CALGARY, ALBERTA–(Marketwired – Nov. 6, 2015) –
NOT FOR DISTRIBUTION IN THE UNITED STATES OR OVER U.S. NEWSWIRE SERVICES
Enbridge Income Fund Holdings Inc. (the “Company”) (TSX:ENF) today announced the closing of its previously announced public offering of common shares (“Common Shares”) of the Company. The Company, through a syndicate of underwriters comprised of TD Securities Inc., Scotiabank, RBC Capital Markets, BMO Nesbitt Burns Inc., CIBC World Markets Inc., National Bank Financial Inc., HSBC Securities (Canada) Inc., Credit Suisse Securities (Canada), Inc., Desjardins Securities Inc., FirstEnergy Capital Corp., GMP Securities L.P., Peters & Co. Limited, AltaCorp Capital Inc. and Macquarie Capital Markets Canada Ltd., issued a total of 21,475,000 Common Shares at a price of $32.60 per Common Share (the “Offering Price”) for gross proceeds of $700,085,000. The underwriters have been granted an over-allotment option, exercisable until December 6, 2015, to acquire up to an additional 3,064,877 Common Shares at the Offering Price.
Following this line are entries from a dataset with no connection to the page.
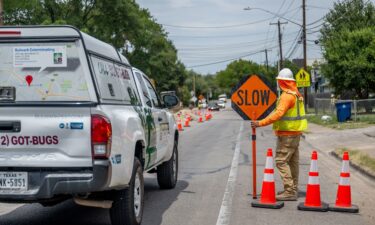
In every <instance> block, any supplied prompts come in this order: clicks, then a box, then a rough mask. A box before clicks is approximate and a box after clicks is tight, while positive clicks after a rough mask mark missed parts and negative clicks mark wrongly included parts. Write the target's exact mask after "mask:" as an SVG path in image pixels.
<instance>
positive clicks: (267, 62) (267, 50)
mask: <svg viewBox="0 0 375 225" xmlns="http://www.w3.org/2000/svg"><path fill="white" fill-rule="evenodd" d="M263 51H264V53H265V54H266V68H267V72H268V51H271V50H268V49H264V50H263Z"/></svg>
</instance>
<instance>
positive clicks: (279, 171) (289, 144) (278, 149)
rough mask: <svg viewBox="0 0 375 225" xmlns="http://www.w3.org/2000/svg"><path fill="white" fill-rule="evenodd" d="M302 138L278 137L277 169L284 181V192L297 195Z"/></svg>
mask: <svg viewBox="0 0 375 225" xmlns="http://www.w3.org/2000/svg"><path fill="white" fill-rule="evenodd" d="M300 138H301V135H296V136H278V137H277V147H276V158H275V161H276V167H277V168H278V169H279V173H280V176H281V179H282V180H283V183H284V190H285V191H286V192H288V193H291V194H296V193H297V187H298V173H299V169H298V161H299V151H298V146H299V141H300Z"/></svg>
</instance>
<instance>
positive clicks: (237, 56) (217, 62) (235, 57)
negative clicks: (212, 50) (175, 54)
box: [186, 41, 291, 68]
mask: <svg viewBox="0 0 375 225" xmlns="http://www.w3.org/2000/svg"><path fill="white" fill-rule="evenodd" d="M290 42H291V41H288V42H284V43H290ZM277 47H278V45H275V46H272V47H270V48H268V50H270V49H274V48H277ZM261 52H264V49H258V50H256V51H254V52H252V53H249V54H245V55H240V56H237V57H234V58H231V59H225V60H220V61H215V62H210V63H205V64H199V65H193V66H187V67H186V68H195V67H202V66H209V65H215V64H219V63H223V62H229V61H233V60H237V59H241V58H244V57H247V56H251V55H255V54H257V53H261Z"/></svg>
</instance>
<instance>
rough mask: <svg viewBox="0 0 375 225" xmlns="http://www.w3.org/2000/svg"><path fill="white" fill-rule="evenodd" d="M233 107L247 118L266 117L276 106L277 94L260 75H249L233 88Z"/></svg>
mask: <svg viewBox="0 0 375 225" xmlns="http://www.w3.org/2000/svg"><path fill="white" fill-rule="evenodd" d="M231 100H232V108H233V109H234V110H235V111H236V112H237V113H238V114H240V116H241V117H242V118H243V119H245V120H258V119H263V118H265V117H266V116H267V115H268V114H270V113H271V112H272V110H273V109H274V108H275V104H276V100H277V96H276V94H275V92H274V91H273V90H272V89H271V88H270V86H269V85H268V81H267V80H266V79H264V78H262V77H260V76H257V75H252V76H248V77H246V78H245V79H243V80H242V81H240V83H239V84H238V85H237V86H236V87H235V88H233V89H232V97H231Z"/></svg>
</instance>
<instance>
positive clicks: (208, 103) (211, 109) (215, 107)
mask: <svg viewBox="0 0 375 225" xmlns="http://www.w3.org/2000/svg"><path fill="white" fill-rule="evenodd" d="M208 109H209V110H212V111H219V110H220V107H219V105H218V104H217V103H216V102H209V103H208Z"/></svg>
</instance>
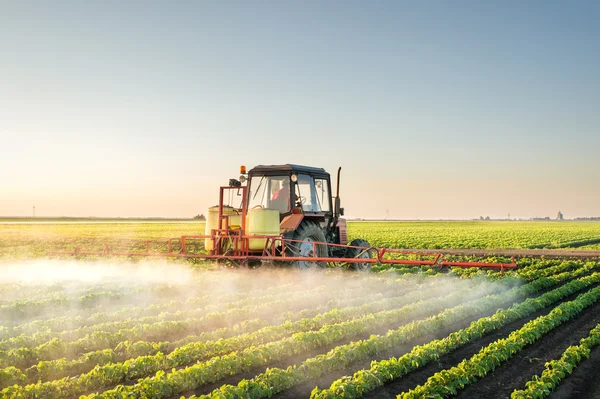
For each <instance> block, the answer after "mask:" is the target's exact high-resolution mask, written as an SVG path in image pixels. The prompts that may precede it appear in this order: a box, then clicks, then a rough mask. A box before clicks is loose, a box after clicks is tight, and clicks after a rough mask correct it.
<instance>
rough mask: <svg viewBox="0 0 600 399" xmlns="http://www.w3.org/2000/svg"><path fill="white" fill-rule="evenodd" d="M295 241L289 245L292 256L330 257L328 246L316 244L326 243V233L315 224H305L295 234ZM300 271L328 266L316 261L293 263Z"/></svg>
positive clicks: (296, 231) (301, 260) (297, 229)
mask: <svg viewBox="0 0 600 399" xmlns="http://www.w3.org/2000/svg"><path fill="white" fill-rule="evenodd" d="M293 239H294V241H293V242H291V243H289V244H288V245H287V248H288V250H289V255H290V256H301V257H306V258H315V257H317V258H326V257H327V256H328V252H329V251H328V249H327V245H324V244H315V243H317V242H321V243H325V242H327V241H326V239H325V233H323V230H322V229H321V228H320V227H319V225H317V224H315V223H313V222H303V223H302V224H301V225H300V227H298V229H297V230H296V232H295V233H294V238H293ZM293 264H294V266H296V267H298V268H300V269H317V268H324V267H326V266H327V264H326V263H325V262H320V261H315V260H308V259H307V260H301V261H296V262H293Z"/></svg>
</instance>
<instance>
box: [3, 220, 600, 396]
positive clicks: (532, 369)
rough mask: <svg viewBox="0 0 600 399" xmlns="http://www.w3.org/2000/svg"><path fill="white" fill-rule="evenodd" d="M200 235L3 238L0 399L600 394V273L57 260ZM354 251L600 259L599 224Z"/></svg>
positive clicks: (15, 234)
mask: <svg viewBox="0 0 600 399" xmlns="http://www.w3.org/2000/svg"><path fill="white" fill-rule="evenodd" d="M203 231H204V223H203V222H165V221H160V222H150V223H147V222H139V221H136V222H130V221H127V222H124V221H118V222H108V221H95V222H94V223H89V222H83V221H77V222H75V223H52V222H45V223H12V224H9V223H0V270H1V273H0V320H1V322H0V397H1V398H7V399H13V398H14V399H17V398H19V399H25V398H32V399H33V398H42V397H43V398H54V399H62V398H64V399H70V398H77V397H80V396H81V397H82V398H89V399H92V398H94V399H101V398H102V399H117V398H125V397H126V398H140V399H142V398H156V399H159V398H164V399H178V398H180V397H185V398H190V399H195V398H198V397H202V398H214V399H223V398H262V397H273V398H278V399H288V398H289V399H294V398H312V399H326V398H327V399H329V398H361V397H362V398H382V397H383V398H394V397H398V398H404V399H408V398H422V397H446V396H453V395H457V396H459V397H460V396H462V397H464V398H473V397H486V398H506V397H509V396H512V398H514V399H517V398H529V397H544V395H546V394H548V393H550V392H551V391H552V390H557V391H558V392H557V395H558V397H562V398H566V397H578V398H588V397H598V395H600V380H599V379H597V378H593V376H594V375H595V374H596V373H597V370H598V369H600V349H599V348H598V346H599V345H600V262H583V261H569V260H544V259H527V258H520V259H519V261H518V264H519V268H518V269H516V270H513V271H508V272H506V273H505V274H504V275H501V274H500V273H499V272H496V271H493V270H478V269H460V268H452V269H450V270H447V269H440V268H438V267H423V268H419V267H403V266H392V265H377V266H375V267H374V268H373V272H372V273H352V272H347V271H344V270H339V269H330V270H321V271H313V272H311V271H298V270H294V269H282V268H262V269H258V270H246V269H222V270H215V269H213V268H209V270H206V269H204V268H198V267H195V268H191V267H189V264H188V263H186V261H180V262H177V263H174V262H169V263H167V262H165V261H164V260H144V259H142V260H138V261H137V262H135V263H132V262H128V261H127V260H126V259H114V258H110V259H103V260H94V259H91V260H87V261H86V262H81V261H78V260H66V259H47V258H46V257H45V254H46V251H48V250H59V249H69V250H72V249H74V248H75V247H76V246H83V247H87V248H89V249H101V248H102V244H104V243H108V244H110V245H111V246H121V247H122V248H125V249H133V250H142V249H143V245H141V246H140V245H139V244H136V243H138V242H139V241H140V240H150V241H154V240H161V239H165V238H176V237H179V236H181V235H196V234H202V232H203ZM349 236H350V238H351V239H352V238H365V239H367V240H369V241H370V242H371V244H372V245H374V246H381V247H392V248H394V247H396V248H482V249H486V248H488V249H489V248H580V249H581V248H584V249H585V248H593V247H597V246H598V242H600V223H594V222H487V221H486V222H358V221H357V222H350V223H349ZM156 245H162V244H156ZM196 249H197V250H202V248H196ZM179 263H181V264H179ZM209 265H210V264H209ZM586 357H589V359H587V360H586ZM569 374H572V375H571V376H570V377H568V378H566V379H564V378H565V377H567V376H568V375H569ZM563 379H564V381H562V383H561V380H563ZM316 387H318V388H316ZM82 395H83V396H82Z"/></svg>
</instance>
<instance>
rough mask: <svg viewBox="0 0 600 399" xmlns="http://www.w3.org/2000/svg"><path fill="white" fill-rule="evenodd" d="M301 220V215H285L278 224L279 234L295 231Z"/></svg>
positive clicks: (301, 214)
mask: <svg viewBox="0 0 600 399" xmlns="http://www.w3.org/2000/svg"><path fill="white" fill-rule="evenodd" d="M303 219H304V215H303V214H301V213H292V214H290V215H287V216H285V217H284V218H283V219H282V220H281V223H279V231H280V232H281V234H285V233H291V232H293V231H296V230H297V229H298V226H300V223H302V220H303Z"/></svg>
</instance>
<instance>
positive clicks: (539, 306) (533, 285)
mask: <svg viewBox="0 0 600 399" xmlns="http://www.w3.org/2000/svg"><path fill="white" fill-rule="evenodd" d="M598 266H600V265H596V264H591V263H590V264H588V265H587V266H586V267H585V268H582V269H580V270H579V271H578V274H580V275H582V274H585V273H587V272H589V271H590V270H593V269H594V268H597V267H598ZM571 277H575V276H574V275H573V274H572V273H563V274H561V275H558V276H552V277H541V278H540V279H538V280H535V281H533V282H531V283H529V284H527V285H525V286H523V287H521V288H520V290H521V294H522V295H532V294H535V293H536V292H539V291H540V290H544V289H547V288H551V287H553V286H556V285H557V284H560V283H562V282H564V281H567V280H569V279H570V278H571ZM598 282H600V273H594V274H592V275H591V276H587V277H582V278H579V279H577V280H573V281H571V282H569V283H567V284H565V285H563V286H561V287H559V288H556V289H554V290H552V291H549V292H547V293H545V294H542V295H541V296H539V297H536V298H528V299H526V300H525V301H523V302H521V303H519V304H515V305H513V306H511V307H510V308H508V309H505V310H504V309H501V310H498V311H497V312H496V313H495V314H494V315H492V316H489V317H482V318H480V319H479V320H476V321H474V322H472V323H471V324H470V325H469V327H467V328H465V329H462V330H459V331H457V332H453V333H451V334H450V335H449V336H448V337H446V338H443V339H438V340H434V341H431V342H429V343H427V344H425V345H422V346H416V347H414V348H413V350H412V351H411V352H409V353H407V354H405V355H403V356H401V357H399V358H391V359H388V360H382V361H374V362H372V364H371V368H370V369H369V370H361V371H358V372H356V373H355V374H354V375H353V376H352V377H342V378H340V379H338V380H336V381H334V382H333V383H332V384H331V386H330V388H328V389H325V390H319V389H315V390H314V391H313V393H312V396H311V398H312V399H317V398H318V399H326V398H328V399H332V398H339V397H342V395H343V397H344V398H360V397H362V395H363V394H365V393H367V392H369V391H372V390H373V389H375V388H377V387H379V386H382V385H383V384H385V383H387V382H389V381H392V380H394V379H397V378H400V377H402V376H403V375H405V374H407V373H409V372H410V371H414V370H416V369H418V368H419V367H422V366H424V365H426V364H428V363H430V362H432V361H435V360H437V359H438V358H439V357H440V356H442V355H444V354H447V353H450V352H451V351H453V350H455V349H456V348H458V347H460V346H463V345H465V344H467V343H470V342H473V341H475V340H477V339H479V338H481V337H482V336H484V335H486V334H489V333H490V332H492V331H495V330H498V329H499V328H502V327H503V326H505V325H507V324H509V323H512V322H514V321H516V320H519V319H522V318H524V317H526V316H528V315H530V314H533V313H535V312H537V311H538V310H540V309H543V308H545V307H548V306H551V305H552V304H554V303H556V302H557V301H560V300H561V299H563V298H566V297H567V296H569V295H572V294H574V293H576V292H577V291H580V290H582V289H584V288H587V287H590V286H591V285H593V284H596V283H598Z"/></svg>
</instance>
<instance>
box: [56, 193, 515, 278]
mask: <svg viewBox="0 0 600 399" xmlns="http://www.w3.org/2000/svg"><path fill="white" fill-rule="evenodd" d="M226 190H242V209H241V216H242V223H241V229H239V230H232V229H231V228H230V225H229V216H228V215H223V200H224V194H225V191H226ZM247 199H248V188H247V186H240V187H231V186H222V187H220V191H219V215H218V226H217V228H216V229H211V232H210V235H187V236H181V237H179V238H172V239H169V240H167V241H166V243H167V252H150V251H149V243H150V242H151V241H143V242H144V243H145V252H123V251H111V250H110V248H109V246H108V245H107V244H104V249H103V250H102V251H82V250H81V248H79V247H77V248H75V250H74V251H52V252H48V255H94V256H108V255H113V256H153V257H177V258H199V259H209V260H216V261H217V262H220V261H232V262H239V263H242V264H245V265H248V262H249V261H282V262H293V261H309V262H325V263H341V264H348V263H371V264H376V263H380V264H388V265H405V266H440V267H487V268H499V269H500V270H501V272H502V273H504V269H514V268H515V267H517V265H516V264H515V262H514V257H513V258H512V259H511V263H484V262H455V261H447V260H446V257H445V255H443V254H441V253H431V254H422V253H406V252H404V250H401V249H392V248H374V247H370V248H365V247H357V246H350V245H344V244H331V243H324V242H312V245H313V251H312V253H313V256H290V255H289V254H288V253H287V251H286V246H287V245H290V244H292V243H294V242H303V241H300V240H293V239H290V238H284V237H283V235H277V236H267V235H247V234H246V215H247V214H248V208H247V206H248V205H247V203H248V201H247ZM261 238H264V239H266V240H265V247H264V248H263V250H262V251H251V250H250V239H261ZM206 239H209V240H212V241H213V248H214V249H213V250H212V251H210V252H209V253H207V254H199V253H188V250H187V241H188V240H202V242H203V243H204V242H205V241H204V240H206ZM175 240H178V241H179V246H180V250H179V251H173V245H172V242H173V241H175ZM155 242H161V241H155ZM163 242H164V241H163ZM317 245H319V246H327V247H328V248H329V247H341V248H344V249H347V248H358V249H360V250H361V252H360V253H359V256H361V255H363V254H364V253H365V252H367V251H368V252H369V254H373V255H371V256H370V257H368V258H360V257H356V258H343V257H319V256H314V254H316V253H317ZM328 252H329V251H328ZM386 255H389V256H393V255H397V256H406V255H412V256H419V257H422V258H431V259H394V258H389V257H386Z"/></svg>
Concurrent with closing, Enbridge Inc. (TSX:ENB)(NYSE:ENB) subscribed for 5,335,000 Common Shares on a private placement basis at the Offering Price for aggregate proceeds of $173,921,000 to maintain its 19.9% ownership interest in the Company. If the over-allotment option is exercised, Enbridge Inc. is expected to concurrently subscribe for such a number of additional Common Shares at the Offering Price to maintain its 19.9% ownership interest in the Company.
Proceeds from the offering and the private placement will be used by the Company to acquire ordinary units (“Fund Units”) of Enbridge Income Fund (the “Fund”) at the Offering Price. The Fund will in turn use the proceeds to fund secured capital growth projects associated with the Canadian liquids pipeline assets owned by Enbridge Pipelines Inc. and Enbridge Pipelines (Athabasca) Inc.
As a result of the acquisition of Fund Units with the proceeds of the Offering, the Company now holds 50.8% of the issued and outstanding Fund Units and the Company’s economic interest in the Fund and its investments increased from 8.1% to 10.8%. If the over-allotment option is exercised in full, the Company’s interest in the Fund is expected to increase to 51.8%.
This news release does not constitute an offer to sell or a solicitation of an offer to buy the Common Shares in any jurisdiction. The Common Shares offered have not been registered under the United State Securities Act of 1933, as amended, and may not be offered or sold within the United States.
ABOUT ENBRIDGE INCOME FUND HOLDINGS INC.
Enbridge Income Fund Holdings Inc. is a publicly traded corporation. The Company, through its investment in Enbridge Income Fund, holds high quality, low risk energy infrastructure assets. The Fund’s assets consist of a portfolio of Canadian liquids transportation and storage businesses, including the 2,306-kilometre Canadian segment of the Mainline System (the largest conduit of oil into the United States), the Regional Oil Sands System, the Canadian segment of the Southern Lights Pipeline, Class A units entitling the holder to receive defined cash flows from the US segment of the Southern Lights Pipeline, a 50 percent interest in the Alliance Pipeline and interests in more than 1,400 megawatts of renewable and alternative power generation capacity. Information about Enbridge Income Fund Holdings Inc. is available on the Company’s website at www.enbridgeincomefund.com.
Forward-looking statements have been included in this news release relating to the use of proceeds of the Offering, exercise of the over-allotment option by the underwriters and the concurrent private placement by Enbridge Inc. By their nature, these statements involve a variety of assumptions, known and unknown risks and uncertainties and other factors, which may cause actual results, levels of activity and achievements to differ materially from those expressed or implied by such statements. Forward-looking statements are subject to risks and uncertainties relating to operating performance, regulatory parameters, project approval and support, economic and competitive conditions and capital markets conditions. The impact of any one risk, uncertainty or factor on a particular forward-looking statement is not determinable with certainty as these are interdependent and the Company’s and the Fund’s future course of action depends on management’s assessment of all information available at the relevant time. Readers are cautioned that such circumstances are out of the control of the Company and that there is no assurance that such circumstances and the assumptions and forecasts based on such circumstances will not materially change.
Except to the extent required by applicable law, the Company and the Fund assume no obligation to publicly update or revise any forward-looking statements made in this news release or otherwise, whether as a result of new information, future events or otherwise.